Welcome, the mist is rising, please make yourself comfortable. There’s tea in the pot, or perchance, you brought some wee dram of your own. The seat by the window gives the best view, allows for the easiest of hearing.
Ignore the cats, no matter what they say, and don’t open the window for the crows.
I’ll be working at the table in the corner, if you have any need, or she knocks upon the door.
If you enjoy these River Mist Tales do stop by and tarry again. Until then, may your wonderings be bold and your imaginings be wise.
For three days, the dark fog, resembling an endless blanket of soft sheep’s wool, had shrouded the island. Satisfied, the fog was lifting, moving back out to sea.
Most visitors stayed indoors on those low-lit days. The islanders, resembling ghostly wraiths, worked their chores, on shore, staying away from the creaking piers, the pebbled beaches, the hidden water.
As the early morning grew lighter, gray haired Emily Hargrove pulled on her well-seasoned wool coat.
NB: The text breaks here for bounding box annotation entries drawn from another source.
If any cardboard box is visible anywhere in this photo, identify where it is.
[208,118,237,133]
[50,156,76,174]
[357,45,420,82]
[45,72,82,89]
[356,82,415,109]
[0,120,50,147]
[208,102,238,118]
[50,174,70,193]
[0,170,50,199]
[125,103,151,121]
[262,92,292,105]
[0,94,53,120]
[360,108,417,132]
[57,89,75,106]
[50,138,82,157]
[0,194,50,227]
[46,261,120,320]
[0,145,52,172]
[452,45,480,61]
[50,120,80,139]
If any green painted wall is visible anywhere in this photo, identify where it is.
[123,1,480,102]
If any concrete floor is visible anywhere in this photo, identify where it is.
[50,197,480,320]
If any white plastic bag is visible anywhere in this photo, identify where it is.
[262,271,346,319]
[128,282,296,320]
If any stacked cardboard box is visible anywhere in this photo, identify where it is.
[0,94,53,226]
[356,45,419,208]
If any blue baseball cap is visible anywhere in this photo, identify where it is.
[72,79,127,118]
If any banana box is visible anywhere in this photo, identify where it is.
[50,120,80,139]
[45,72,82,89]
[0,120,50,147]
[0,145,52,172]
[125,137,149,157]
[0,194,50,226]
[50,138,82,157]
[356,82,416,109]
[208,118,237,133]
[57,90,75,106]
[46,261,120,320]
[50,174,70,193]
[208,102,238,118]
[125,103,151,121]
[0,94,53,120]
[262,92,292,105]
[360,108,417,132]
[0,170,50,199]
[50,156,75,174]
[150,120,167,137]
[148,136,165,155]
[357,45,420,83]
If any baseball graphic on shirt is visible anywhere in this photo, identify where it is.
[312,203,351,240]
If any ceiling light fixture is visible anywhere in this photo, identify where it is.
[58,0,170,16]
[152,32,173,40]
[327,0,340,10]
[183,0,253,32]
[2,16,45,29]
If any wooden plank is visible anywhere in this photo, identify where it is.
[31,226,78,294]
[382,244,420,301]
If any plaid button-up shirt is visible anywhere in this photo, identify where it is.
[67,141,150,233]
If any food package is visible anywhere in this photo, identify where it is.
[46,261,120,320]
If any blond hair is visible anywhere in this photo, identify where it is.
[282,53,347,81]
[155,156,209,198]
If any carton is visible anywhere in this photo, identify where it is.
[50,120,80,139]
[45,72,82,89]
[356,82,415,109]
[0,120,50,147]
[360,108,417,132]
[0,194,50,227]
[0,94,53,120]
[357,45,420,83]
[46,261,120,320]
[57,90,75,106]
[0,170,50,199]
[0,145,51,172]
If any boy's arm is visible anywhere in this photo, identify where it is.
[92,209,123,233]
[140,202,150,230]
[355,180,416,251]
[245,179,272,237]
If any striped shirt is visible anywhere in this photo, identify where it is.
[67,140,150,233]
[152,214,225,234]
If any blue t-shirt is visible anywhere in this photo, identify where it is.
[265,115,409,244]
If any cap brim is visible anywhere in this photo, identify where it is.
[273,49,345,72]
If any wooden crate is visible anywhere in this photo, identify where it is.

She called to Lily, a round mutt of a dog, ever faithful, as old as Emily herself.
Grabbing her deep basket, Emily walked, stiff and slow, out her back door, along the shore path, moving down to the beach below.
Out of the house once more, both woman and dog were glad, glad for the brush of an easterly wind and the warming touch of a rising sun on skin and fur.
Lily reached the rock first, giving a loud bark. Emily smiled. She knew there would be shoes left behind. She had heard the music, the ebb and flow of voices, the soft creak of wood and the slap of rope.
With the shoes in her basket, Emily turned back towards home, towards hot tea and honeyed biscuits, and a closet filled with the shoes of unwitting travelers.